Mona Lisa mais Mohamed a lu ; car si Mohamed Ali, alors nous ne pûmes lire. Mais vous pûtes être en retard Lison ; alors disons que c’est un motard, car il n’arrive jamais tôt, le mot tard. Il est vu lu alors qu’il est souvent trop tard. Forcément, il est posté dans le brouillard. Et on sait bien que les Tchèques postent haut. Ainsi, ton livre ne sera pas livré assez tôt, pour que tu prennes le motard au mot tôt…

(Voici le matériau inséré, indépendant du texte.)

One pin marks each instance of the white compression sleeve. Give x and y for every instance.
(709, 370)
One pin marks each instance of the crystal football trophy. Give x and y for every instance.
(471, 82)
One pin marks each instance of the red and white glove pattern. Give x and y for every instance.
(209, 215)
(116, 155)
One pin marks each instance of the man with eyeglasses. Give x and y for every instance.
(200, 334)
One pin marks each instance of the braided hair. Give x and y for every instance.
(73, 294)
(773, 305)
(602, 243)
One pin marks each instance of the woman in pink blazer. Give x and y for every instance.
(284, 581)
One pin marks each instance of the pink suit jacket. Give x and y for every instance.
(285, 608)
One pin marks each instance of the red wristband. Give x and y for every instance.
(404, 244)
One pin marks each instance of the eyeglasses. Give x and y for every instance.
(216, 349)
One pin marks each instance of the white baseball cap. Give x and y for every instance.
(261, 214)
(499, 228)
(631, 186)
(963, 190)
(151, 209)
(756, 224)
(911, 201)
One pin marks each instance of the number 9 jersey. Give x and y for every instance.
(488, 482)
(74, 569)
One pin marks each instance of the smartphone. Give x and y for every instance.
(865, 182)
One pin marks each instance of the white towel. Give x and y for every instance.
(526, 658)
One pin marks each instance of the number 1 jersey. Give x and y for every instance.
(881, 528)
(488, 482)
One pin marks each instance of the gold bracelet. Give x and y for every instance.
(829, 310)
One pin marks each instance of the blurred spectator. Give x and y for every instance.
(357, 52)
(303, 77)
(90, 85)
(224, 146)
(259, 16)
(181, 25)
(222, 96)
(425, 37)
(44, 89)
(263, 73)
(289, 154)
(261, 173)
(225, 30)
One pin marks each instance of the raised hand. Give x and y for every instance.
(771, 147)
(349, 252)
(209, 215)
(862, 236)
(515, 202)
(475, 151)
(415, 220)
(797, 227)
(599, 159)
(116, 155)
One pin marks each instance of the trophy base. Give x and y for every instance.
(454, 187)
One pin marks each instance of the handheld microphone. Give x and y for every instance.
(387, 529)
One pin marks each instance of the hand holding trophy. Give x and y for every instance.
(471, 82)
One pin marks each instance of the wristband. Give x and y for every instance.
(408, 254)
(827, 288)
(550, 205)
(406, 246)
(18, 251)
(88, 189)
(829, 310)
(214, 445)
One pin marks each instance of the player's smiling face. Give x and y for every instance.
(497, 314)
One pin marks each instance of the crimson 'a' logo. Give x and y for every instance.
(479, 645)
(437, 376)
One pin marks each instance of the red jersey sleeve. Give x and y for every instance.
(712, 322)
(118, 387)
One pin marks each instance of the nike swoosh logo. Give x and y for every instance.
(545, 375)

Un écran s’éteint, un être s’éveille. Ou plutôt : un des crans s’élève, un être se plaint. Le doigt ne doit-il pas s’éveiller enfin, après avoir été blessé ? Toucher son sein écran sans s’éveiller n’est pas plus malin que se réveiller la tête dans les crans. Ensuite, faut avoir du cran pour se sortir les doigts du curry de l’écran. Car n’est pas à doigt adroit qui veut (lire).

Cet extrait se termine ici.